Real estate developer William Zeckendorf has sold his 17th-floor apartment at 740 Park Avenue for $29.5 million.
Property records identify the buyers as American businessman Peter May and his wife, Leni May. The couple could not be reached for comment. Peter May’s firm Trian Partners owns beverage companies Snapple and fast-food chain Arby’s, among others.
Zeckendorf bought the two-bedroom co-op in 2011 for $27 million from video game magnate Gregory Fischbach and his wife Linda. The couple had purchased it in 1994 for $6.3 million, The Real Deal reported.
The deal comes at a busy time for residential sales, which spiked in Manhattan last month ahead of the new mansion tax that came into effect on July 1. Property records show the sale was first documented on June 26 — close to the mansion tax deadline — and recorded on July 9.

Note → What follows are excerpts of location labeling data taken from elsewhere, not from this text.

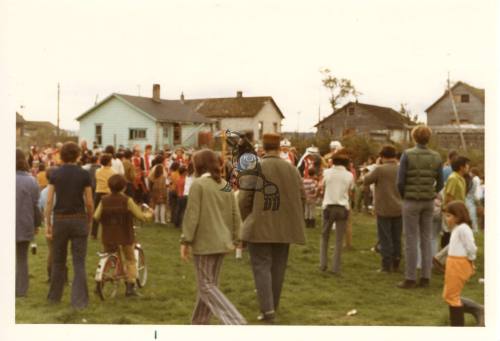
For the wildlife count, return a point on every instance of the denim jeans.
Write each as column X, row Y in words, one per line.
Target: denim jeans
column 389, row 235
column 67, row 230
column 22, row 275
column 339, row 215
column 417, row 223
column 268, row 265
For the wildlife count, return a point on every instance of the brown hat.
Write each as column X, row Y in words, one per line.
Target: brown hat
column 271, row 141
column 341, row 154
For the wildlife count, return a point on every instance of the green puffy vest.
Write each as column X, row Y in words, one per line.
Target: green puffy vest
column 423, row 167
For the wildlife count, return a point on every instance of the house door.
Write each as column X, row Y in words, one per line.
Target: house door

Earlier in the year, Zeckendorf traveled to Albany with his own lobbyist, Patrick Jenkins, to push back against a proposed pied-à-terre tax, then under consideration. The Real Deal reported at the time that Zeckendorf took the unusual step because he felt that Real Estate Board of New York wasn’t moving the needle on the issue, amid speculation that the board’s clout with lawmakers could be diminishing.

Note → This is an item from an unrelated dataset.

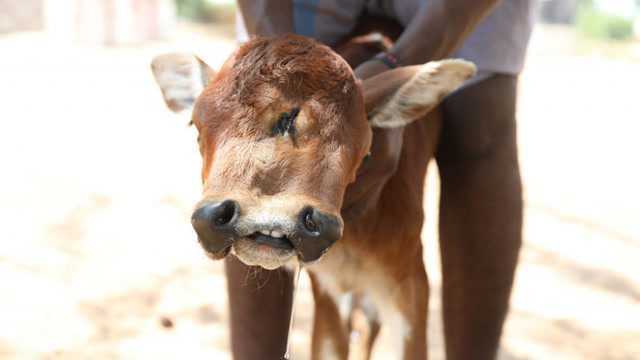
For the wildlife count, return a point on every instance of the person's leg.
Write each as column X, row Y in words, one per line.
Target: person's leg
column 260, row 307
column 480, row 214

Zeckendorf, co-chairman of both Zeckendorf Development and Terra Holdings — parent company of Brown Harris Stevens and Halstead Property — could not be reached for comment.

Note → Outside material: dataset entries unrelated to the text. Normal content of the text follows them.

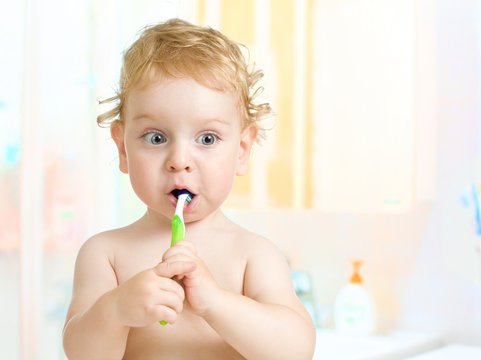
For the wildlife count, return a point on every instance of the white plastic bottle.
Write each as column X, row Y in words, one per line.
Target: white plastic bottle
column 353, row 308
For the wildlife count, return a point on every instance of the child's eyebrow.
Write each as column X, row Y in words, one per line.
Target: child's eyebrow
column 218, row 120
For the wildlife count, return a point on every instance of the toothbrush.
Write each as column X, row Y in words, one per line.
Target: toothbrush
column 178, row 226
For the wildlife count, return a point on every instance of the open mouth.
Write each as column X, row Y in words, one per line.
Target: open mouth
column 177, row 192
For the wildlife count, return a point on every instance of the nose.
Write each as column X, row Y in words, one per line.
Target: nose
column 179, row 158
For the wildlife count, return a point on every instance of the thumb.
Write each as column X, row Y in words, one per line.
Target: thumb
column 171, row 269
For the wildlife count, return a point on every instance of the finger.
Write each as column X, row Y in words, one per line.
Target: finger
column 171, row 300
column 172, row 268
column 186, row 245
column 168, row 285
column 164, row 313
column 181, row 247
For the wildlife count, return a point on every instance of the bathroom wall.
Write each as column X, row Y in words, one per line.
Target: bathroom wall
column 422, row 267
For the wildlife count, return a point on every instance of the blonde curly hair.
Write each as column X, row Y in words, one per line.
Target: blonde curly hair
column 177, row 48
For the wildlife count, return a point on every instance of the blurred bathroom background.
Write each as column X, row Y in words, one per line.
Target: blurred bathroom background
column 375, row 152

Zeckendorf Development has seen a string of wealthy buyers pick up units at its new project, 520 Park Avenue, including vacuum mogul James Dyson and billionaire investment banker Ken Moelis.
The company this year scaled back its penthouse offering at the tower, splitting a sprawling unit that once asked $130 million into a simplex and duplex asking $40 million and between $80 million and $100 million, respectively.